HPA Tech Retreat Plays to Sold-Out Crowd

PALM DESERT, CALIF.—The annual Hollywood Production Association Tech Retreat convened on Feb. 19, bringing together television and cinema engineering and production professionals to participate in five days of presentations and discussions covering the latest developments in technologies and practices in content production and distribution.

Artificial Intelligence, HDR preparation, live event streaming, cutting-edge display technologies, intellectual property law, IMF technology and applications for content storage and exchange, VR, blockchain applications in content production and distribution processes and much more made up the agenda this year. The conference attracted some 680 attendees, making it once again a fully sold-out event.

The Retreat got underway on Monday, Feb. 19, with a half-day “Focus on Artificial Intelligence” session that explored the many sides and implications of this rapidly growing technology that promises to bring many benefits to content production and other areas, but at the same time by its very nature appears threatening to some. The session examined the current uses of AI, such as speech recognition and automatic captioning, as well as new implementations in taskings previously assigned to human operators. The session not only drilled down into AI’s technological side, but also considered ethical implications as well. A working AI implementation in the form of a virtual version of conference “maestro,” Mark Schubin, was demonstrated with a Q&A session, in which the flesh-and-blood Schubin quizzed his synthetic entity about such things as where Shubin had spent his youth (“I grew up in Hoboken, N.J., a city in which New York is merely a suburb”) and favorite movie (“A Night At the Opera”).

THE CLOUD, AND THE WAY IT’S CHANGING WORKFLOWS

The emergence of the cloud as a valuable tool in video production was explored in a Tuesday panel discussion—“Cloud Production and Tools”—moderated by Sundog Media Toolkit’s Rich Welsh, and featuring panelists Dave Benson, Chris Clarke, Chuck Parker, Matt Thomas and Roy Trosh.

“The cloud is real, viable, and we’re using it,” said Trosh, an engineer with The Mill post-production firm, remarking that handling their part of the Super Bowl-generated workload would not have been possible without tapping cloud technology.

“Our job is to create content; not preserve workflows,” said Benson, chief technology officer and co-founder of the BeBop Technology, a firm specializing in cloud-based workflow solutions. “There’s a place for individual designers to do certain things in a certain way. This is also a challenge.
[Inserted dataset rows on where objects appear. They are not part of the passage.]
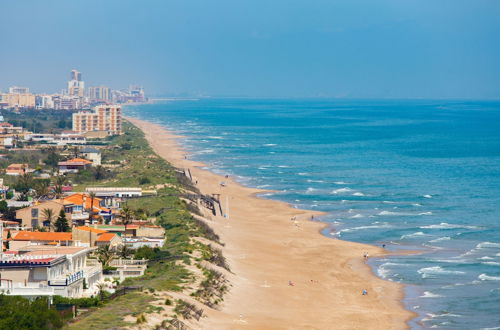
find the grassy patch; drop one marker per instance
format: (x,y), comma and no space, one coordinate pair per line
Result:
(111,315)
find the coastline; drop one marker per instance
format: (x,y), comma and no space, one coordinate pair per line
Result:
(266,250)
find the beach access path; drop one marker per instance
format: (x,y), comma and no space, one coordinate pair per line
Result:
(285,274)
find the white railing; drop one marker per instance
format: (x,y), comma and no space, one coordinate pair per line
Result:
(128,262)
(67,280)
(31,289)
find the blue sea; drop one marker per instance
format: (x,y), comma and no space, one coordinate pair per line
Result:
(411,174)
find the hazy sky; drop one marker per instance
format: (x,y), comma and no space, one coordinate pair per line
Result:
(366,49)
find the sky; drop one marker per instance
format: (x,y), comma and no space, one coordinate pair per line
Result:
(256,48)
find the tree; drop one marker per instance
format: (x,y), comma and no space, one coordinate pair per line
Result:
(24,183)
(126,214)
(91,210)
(20,313)
(61,224)
(3,206)
(58,186)
(53,157)
(48,216)
(105,254)
(124,251)
(99,172)
(41,188)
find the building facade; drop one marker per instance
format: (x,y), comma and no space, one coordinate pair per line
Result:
(106,118)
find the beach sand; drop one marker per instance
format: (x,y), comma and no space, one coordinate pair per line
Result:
(267,252)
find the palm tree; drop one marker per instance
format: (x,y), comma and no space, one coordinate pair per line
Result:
(105,254)
(126,214)
(48,216)
(41,188)
(58,186)
(124,251)
(91,211)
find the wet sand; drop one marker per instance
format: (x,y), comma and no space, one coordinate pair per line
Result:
(285,274)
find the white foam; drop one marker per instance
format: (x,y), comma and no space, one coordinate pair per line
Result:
(428,294)
(484,245)
(430,272)
(484,277)
(341,190)
(444,225)
(347,230)
(440,239)
(417,234)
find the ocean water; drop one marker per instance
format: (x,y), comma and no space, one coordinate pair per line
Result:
(411,174)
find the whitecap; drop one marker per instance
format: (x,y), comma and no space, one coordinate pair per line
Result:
(444,225)
(347,230)
(484,245)
(341,190)
(440,239)
(428,294)
(417,234)
(430,272)
(484,277)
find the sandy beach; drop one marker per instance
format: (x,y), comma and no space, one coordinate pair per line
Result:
(285,274)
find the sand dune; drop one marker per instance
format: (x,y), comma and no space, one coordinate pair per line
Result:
(267,252)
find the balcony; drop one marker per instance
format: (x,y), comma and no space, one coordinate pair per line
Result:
(28,290)
(68,280)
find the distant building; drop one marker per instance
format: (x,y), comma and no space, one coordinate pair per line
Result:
(76,87)
(18,90)
(17,100)
(99,94)
(106,118)
(17,169)
(43,101)
(73,165)
(92,154)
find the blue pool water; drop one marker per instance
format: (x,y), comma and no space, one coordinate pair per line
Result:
(419,175)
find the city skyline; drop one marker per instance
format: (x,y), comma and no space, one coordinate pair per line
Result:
(362,49)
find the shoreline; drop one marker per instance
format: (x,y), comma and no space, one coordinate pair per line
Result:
(267,252)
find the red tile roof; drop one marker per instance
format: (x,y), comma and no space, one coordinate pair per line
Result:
(93,230)
(42,236)
(106,237)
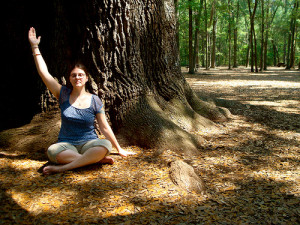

We try to develop our technology in the least intrusive way.”

The group discussed such cloud utilization issues as content security, latency, dropped frames, bandwidth limitations and cost control, as well as workarounds for post-production functions that don’t really work well in the cloud.

ECLIPSING VR TECHNOLOGY

Virtual Reality was in the limelight, with a Wednesday session devoted to what is billed as “the biggest live VR event to date,” the coverage of the Aug. 21, 2017 solar eclipse. Alx Klive, CEO and founder of 360 Designs, a production company that specializes in virtual reality, described the technology used to capture the eclipse, as well as some of the difficulties experienced in producing this VR first from multiple locations along the totality path of the eclipse.

Axl Klive

Axl Klive

The coverage involved seven observation locations, 21 cameras linked via an equal number of satellite circuits, motion-tracking jibs, moving-car and helicopter shooting platforms. Technical challenges included developing a system for remotely controlling camera iris settings and other parameters from thousands of miles away and overcoming synchronization issues with the multiplicity of cameras.

“Back in July last year, CNN approached us about covering the eclipse in live VR,” Klive said. “The challenges of doing this were immense. 360-cameras by their nature really work best with [close] proximity to their subject and there isn’t really anything further away than the sun, and you can’t really rehearse an eclipse either.”

Klive noted that the whole project had to be accomplished in just four weeks, and that as satellite trucks weren’t available until the day before the event, testing of the complete system couldn’t be performed any earlier. Backup methodologies and workarounds were prepared, but fortunately weren’t needed.

“The CNN eclipse broadcast was done right,” said Klive. “It was incredibly challenging and obviously ambitious, but it was also incredibly rewarding for everybody involved, so a true win-win.”

This year’s Retreat featured more than 40 mainstream presentations, as well as special “breakfast roundtable” discussion groups which provided attendees with the opportunity to delve into other areas of television and cinema technology. They could join any of the 20 or so specialized discussion groups offered on three consecutive days at the conference. “Roundtable” topics included light field cinematography, selection of the best media for long-term content storage, how to properly interface HDR displays, and thwarting cybercrime.

The Tech Retreat’s “Innovation Zone” hosted more than 60 exhibitors this year, with demonstrations of equipment and technologies ranging from video test and measurement gear to light field image capture.

The 2019 HPA Tech Retreat returns to the JW Marriott Desert Springs Resort & Spa here in Palm Desert, Calif., Feb. 11-15.